DisCo-Diff: Enhancing Continuous Diffusion Models with Discrete Latents
Yilun Xu, Gabriele Corso, Tommi Jaakkola, Arash Vahdat, Karsten Kreis
TL;DR
The paper addresses the challenge of learning multimodal data distributions with diffusion models by introducing Discrete-Continuous Latent Diffusion Models (DisCo-Diff) that couple a small set of learnable discrete latents with the standard continuous diffusion prior. It jointly learns a denoiser, an encoder for discrete latents, and an autoregressive latent prior in a two-stage, end-to-end framework, aided by Gumbel-Softmax relaxation and classifier-free guidance.

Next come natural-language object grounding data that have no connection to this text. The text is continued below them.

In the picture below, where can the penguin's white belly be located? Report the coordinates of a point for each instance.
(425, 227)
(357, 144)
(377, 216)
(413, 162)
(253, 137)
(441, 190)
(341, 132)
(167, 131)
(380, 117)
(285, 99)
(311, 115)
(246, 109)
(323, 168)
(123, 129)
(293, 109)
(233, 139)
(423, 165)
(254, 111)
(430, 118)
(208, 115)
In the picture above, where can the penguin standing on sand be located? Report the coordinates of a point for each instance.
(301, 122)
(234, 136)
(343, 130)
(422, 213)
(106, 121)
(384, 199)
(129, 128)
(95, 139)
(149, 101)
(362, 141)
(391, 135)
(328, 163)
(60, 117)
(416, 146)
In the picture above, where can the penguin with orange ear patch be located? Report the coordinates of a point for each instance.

Empirically, DisCo-Diff reduces ODE curvature, improves score matching, and delivers state-of-the-art or competitive results on class-conditioned ImageNet generation with ODE samplers and on molecular docking tasks, demonstrating cross-domain universality. The approach offers a practical, encoder-free conditioning mechanism that enhances fidelity while keeping computational overhead modest, suggesting broad applicability to diverse data modalities and diffusion-based generative models.
Abstract
Diffusion models (DMs) have revolutionized generative learning. They utilize a diffusion process to encode data into a simple Gaussian distribution. However, encoding a complex, potentially multimodal data distribution into a single continuous Gaussian distribution arguably represents an unnecessarily challenging learning problem. We propose Discrete-Continuous Latent Variable Diffusion Models (DisCo-Diff) to simplify this task by introducing complementary discrete latent variables. We augment DMs with learnable discrete latents, inferred with an encoder, and train DM and encoder end-to-end. DisCo-Diff does not rely on pre-trained networks, making the framework universally applicable. The discrete latents significantly simplify learning the DM's complex noise-to-data mapping by reducing the curvature of the DM's generative ODE. An additional autoregressive transformer models the distribution of the discrete latents, a simple step because DisCo-Diff requires only few discrete variables with small codebooks. We validate DisCo-Diff on toy data, several image synthesis tasks as well as molecular docking, and find that introducing discrete latents consistently improves model performance. For example, DisCo-Diff achieves state-of-the-art FID scores on class-conditioned ImageNet-64/128 datasets with ODE sampler.